Charlotte Catholic running back Elijah Hood ended his career Friday night with 149 yards, two touchdowns and a tweet.
He congratulated Greensboro Dudley on the Panthers’ 20-15 win in the state semifinals – made possible when Dudley stopped Hood on a fourth-and-2 run at the Dudley 6 late in the game. He tweeted that he enjoyed his career and thanked everyone who had supported him.
It was a classy way for Hood to go out.
Now, I’m left to wonder about his place in history.
Never miss a local story.
Hood rushed for a Mecklenburg County record 3,690 yards and a county record 53 touchdowns this season. That is the third highest touchdown total in N.C. history. The yardage ranks second in state history behind West Rowan’s Kevin Parks (3,794). And if Catholic had converted that fourth-and-2 and upset Dudley, Hood would’ve liked shattered Parks’ record next week.
Hood’s career yardage total of 8,981 ranks fourth in state history. His 147 career rushing touchdowns rank third. He leads Mecklenburg County in both categories.
But Hood’s brilliance is about more than the numbers. Lots of talented high school athletes put up eye-popping stats every year. Hood is one of six finalists (along with Davidson Day QB Will Grier) for a national player of the year award. The special ones get that type of recognition.
At 6-foot, 215 pounds, Hood is blessed with a blend of speed and power that I’ve seen only one time before from a Mecklenburg County running back, and Hood had a way of always playing his best in the biggest games, like in his final home game two weeks ago in the state quarterfinals. Hood ran for a 372 yards and six touchdowns, both career highs. That’s something Catholic fans will talk about for a long time.
Almost every game, Hood would run into a pile of defenders, seem to be stopped, and just before the officials blew the play dead, Hood was explode out of the mass of bodies and run away for a huge gain. Even though he was as big as many linemen, I never saw him get caught.
I saw a back like this once before. Brian Knuckles was a two-time Observer player of the year in 1990 and ’91 at West Charlotte. Knuckles had similar explosion, size and power. And he was even faster.
Friday, I was speaking with former West Charlotte quarterback David Green, who eventually started at Duke. He laughed as he remembered Knuckles, recalling days when Knuckles would put more than 400 pounds on a leg press and another Lions QB, Pep Hamilton – now offensive coordinator for the Indianapolis Colts – would sit on top of the stack for extra weight.

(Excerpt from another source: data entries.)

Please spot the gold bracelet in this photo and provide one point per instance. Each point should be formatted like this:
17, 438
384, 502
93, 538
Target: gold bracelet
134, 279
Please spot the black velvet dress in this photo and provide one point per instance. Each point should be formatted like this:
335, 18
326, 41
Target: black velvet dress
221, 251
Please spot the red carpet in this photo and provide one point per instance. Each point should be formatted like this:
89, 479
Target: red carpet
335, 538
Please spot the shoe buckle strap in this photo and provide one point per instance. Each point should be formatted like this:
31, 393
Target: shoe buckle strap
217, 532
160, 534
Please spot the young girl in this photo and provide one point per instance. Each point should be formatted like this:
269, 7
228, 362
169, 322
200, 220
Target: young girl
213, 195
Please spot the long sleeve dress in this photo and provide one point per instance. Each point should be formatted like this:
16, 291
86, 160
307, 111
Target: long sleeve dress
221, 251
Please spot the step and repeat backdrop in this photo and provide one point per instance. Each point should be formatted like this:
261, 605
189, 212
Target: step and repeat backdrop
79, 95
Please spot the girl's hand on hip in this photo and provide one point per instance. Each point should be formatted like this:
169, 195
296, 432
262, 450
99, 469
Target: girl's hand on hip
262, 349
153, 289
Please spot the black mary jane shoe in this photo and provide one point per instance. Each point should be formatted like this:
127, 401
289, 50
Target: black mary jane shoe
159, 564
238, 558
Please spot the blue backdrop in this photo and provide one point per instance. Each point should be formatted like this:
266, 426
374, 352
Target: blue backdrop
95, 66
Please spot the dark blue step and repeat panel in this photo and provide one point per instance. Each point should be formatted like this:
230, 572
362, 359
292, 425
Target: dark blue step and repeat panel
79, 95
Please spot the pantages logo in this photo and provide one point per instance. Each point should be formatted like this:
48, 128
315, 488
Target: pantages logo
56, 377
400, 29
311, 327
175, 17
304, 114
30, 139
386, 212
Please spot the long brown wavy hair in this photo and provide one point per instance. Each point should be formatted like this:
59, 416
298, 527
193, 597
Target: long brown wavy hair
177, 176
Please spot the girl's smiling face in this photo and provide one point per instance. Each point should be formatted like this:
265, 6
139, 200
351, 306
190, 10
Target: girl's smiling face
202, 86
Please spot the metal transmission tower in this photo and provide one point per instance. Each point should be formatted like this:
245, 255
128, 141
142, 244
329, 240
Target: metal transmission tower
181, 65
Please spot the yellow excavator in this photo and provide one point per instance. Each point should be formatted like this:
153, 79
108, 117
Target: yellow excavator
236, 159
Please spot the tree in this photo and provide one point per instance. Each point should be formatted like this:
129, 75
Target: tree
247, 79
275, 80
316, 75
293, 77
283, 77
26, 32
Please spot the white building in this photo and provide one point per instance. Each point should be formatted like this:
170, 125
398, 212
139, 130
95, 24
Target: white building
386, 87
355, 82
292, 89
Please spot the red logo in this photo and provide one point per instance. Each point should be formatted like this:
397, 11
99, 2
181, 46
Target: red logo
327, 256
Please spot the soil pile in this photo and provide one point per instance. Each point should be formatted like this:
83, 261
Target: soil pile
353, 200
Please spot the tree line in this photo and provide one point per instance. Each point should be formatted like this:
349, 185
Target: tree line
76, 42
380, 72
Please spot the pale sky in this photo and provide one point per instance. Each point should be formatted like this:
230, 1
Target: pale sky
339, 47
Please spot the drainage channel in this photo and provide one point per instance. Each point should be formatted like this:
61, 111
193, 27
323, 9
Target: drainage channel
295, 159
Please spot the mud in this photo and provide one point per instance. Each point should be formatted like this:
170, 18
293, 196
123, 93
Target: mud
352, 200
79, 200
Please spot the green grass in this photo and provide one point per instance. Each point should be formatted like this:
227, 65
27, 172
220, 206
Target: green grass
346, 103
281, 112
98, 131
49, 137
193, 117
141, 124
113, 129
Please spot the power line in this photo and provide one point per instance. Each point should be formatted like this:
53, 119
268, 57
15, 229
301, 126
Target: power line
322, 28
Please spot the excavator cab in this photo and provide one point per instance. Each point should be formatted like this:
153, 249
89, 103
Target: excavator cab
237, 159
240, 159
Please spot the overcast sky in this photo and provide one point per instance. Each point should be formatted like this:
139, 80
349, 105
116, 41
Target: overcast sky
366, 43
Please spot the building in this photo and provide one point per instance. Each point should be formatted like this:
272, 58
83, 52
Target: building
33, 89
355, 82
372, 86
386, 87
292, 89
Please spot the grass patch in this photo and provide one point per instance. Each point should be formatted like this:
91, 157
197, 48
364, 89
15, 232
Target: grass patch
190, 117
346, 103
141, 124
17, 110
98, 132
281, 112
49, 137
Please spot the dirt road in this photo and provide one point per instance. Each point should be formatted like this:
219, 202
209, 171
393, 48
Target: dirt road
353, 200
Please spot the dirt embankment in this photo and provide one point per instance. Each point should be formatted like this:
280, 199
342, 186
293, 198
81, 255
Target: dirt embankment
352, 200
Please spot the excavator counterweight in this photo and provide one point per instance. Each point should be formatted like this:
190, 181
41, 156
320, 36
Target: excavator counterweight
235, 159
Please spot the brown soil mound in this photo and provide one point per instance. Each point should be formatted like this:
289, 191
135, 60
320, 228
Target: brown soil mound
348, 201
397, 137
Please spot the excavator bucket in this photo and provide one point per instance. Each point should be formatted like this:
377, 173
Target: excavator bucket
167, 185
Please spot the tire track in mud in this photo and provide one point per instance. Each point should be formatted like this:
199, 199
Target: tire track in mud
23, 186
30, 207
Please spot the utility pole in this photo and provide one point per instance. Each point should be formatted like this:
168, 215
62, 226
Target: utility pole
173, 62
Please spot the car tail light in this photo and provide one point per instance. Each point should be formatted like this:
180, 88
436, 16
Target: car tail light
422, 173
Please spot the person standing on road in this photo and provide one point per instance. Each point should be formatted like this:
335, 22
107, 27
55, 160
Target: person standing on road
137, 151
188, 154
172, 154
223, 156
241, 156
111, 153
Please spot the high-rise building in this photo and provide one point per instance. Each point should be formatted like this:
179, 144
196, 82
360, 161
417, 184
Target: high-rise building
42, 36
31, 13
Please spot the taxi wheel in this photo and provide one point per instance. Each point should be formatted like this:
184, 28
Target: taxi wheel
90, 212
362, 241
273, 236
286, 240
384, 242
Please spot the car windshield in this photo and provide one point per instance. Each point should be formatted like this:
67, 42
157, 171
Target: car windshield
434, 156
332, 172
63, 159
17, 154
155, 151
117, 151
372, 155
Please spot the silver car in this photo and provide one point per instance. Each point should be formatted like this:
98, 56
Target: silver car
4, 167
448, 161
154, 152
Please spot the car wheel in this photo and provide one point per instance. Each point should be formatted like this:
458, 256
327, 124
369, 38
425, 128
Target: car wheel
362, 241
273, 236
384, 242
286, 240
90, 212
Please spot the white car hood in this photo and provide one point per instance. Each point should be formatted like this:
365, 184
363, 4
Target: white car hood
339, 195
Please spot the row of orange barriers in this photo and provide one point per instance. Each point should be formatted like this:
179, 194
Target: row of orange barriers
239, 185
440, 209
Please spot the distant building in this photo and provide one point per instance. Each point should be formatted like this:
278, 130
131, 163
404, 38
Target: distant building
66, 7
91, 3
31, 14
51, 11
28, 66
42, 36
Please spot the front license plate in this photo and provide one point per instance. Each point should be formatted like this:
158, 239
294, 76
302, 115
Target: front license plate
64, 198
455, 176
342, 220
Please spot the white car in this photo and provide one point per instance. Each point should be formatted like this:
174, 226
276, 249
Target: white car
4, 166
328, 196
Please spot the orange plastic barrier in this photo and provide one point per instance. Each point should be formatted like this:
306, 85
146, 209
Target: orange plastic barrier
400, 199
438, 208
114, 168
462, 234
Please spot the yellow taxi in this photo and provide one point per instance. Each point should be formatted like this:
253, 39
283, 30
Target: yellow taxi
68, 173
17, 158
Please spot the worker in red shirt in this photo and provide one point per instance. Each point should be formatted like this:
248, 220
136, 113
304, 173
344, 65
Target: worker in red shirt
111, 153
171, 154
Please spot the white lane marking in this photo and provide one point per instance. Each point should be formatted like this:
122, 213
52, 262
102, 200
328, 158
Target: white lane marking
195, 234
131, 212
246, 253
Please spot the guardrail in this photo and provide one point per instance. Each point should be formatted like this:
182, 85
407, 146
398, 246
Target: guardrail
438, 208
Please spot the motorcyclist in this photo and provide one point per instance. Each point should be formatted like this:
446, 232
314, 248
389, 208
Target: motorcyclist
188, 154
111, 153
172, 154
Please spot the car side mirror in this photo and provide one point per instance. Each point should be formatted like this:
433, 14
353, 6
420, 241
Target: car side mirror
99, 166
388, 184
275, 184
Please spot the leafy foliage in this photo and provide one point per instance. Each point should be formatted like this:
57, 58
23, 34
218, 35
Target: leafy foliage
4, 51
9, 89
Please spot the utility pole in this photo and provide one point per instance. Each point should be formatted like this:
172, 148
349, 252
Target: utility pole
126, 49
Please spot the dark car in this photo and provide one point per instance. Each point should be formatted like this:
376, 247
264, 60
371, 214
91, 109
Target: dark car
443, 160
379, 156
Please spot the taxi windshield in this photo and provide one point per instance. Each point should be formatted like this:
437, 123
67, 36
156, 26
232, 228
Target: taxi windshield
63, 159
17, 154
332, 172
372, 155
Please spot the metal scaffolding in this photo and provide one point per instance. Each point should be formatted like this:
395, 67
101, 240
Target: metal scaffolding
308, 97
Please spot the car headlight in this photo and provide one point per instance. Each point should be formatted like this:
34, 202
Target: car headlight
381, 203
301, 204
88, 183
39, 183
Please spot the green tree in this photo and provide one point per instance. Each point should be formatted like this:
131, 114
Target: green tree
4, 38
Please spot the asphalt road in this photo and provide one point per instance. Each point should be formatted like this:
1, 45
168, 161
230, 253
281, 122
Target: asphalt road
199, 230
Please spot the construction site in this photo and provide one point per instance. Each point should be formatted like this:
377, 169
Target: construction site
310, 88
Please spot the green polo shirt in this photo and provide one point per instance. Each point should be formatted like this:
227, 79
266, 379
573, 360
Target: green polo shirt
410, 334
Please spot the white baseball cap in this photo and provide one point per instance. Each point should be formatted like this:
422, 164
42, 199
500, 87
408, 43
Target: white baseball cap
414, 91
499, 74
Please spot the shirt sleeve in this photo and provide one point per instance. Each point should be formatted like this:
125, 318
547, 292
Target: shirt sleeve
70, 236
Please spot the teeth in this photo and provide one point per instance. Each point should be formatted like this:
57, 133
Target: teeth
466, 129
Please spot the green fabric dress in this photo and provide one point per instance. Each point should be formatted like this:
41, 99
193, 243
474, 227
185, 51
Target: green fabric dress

Without question, these are the two best running backs I’ve seen, and I’ve seen some great ones like South Meck’s Steve Griffin, who led his team to a state title in 1981 and Northern Guilford’s T.J. Logan, who torched Catholic in the 2012 state championship game, and Todd Gurley, who is at Georgia now.
And in Mecklenburg County if you wanted to build a Mount Rushmore of all-time greats, start with Knuckles and Hood. For the final two busts, I’d put up a pair of Independence quarterbacks – Mark Maye, who threw for 4,000 yards in the early ’80s when most teams were still three yards and a cloud of dust, and Chris Leak, who was twice a national player of the year.
That would be a pretty good quartet of talent.
• Shelby is going to its first state championship since 2007 on a big roll. The Golden Lions have won four playoff games by these scores: 58-8, 42-20, 45-21 and 49-3 Friday over a Reidsville team that has won 18 state championships. After turning the ball over on its first two possessions, Shelby put up 49 unanswered points on the Rams in front of Reidsville’s home crowd. Back-to-back touchdown passes for Shelby QB R.J. George gave the Golden Lions a 21-3 third quarter lead. And Shelby’s defense made it stand up. For the game, Shelby’s defense limited Reidsville to 123 yards rushing, intercepted three passes and blocked a punt.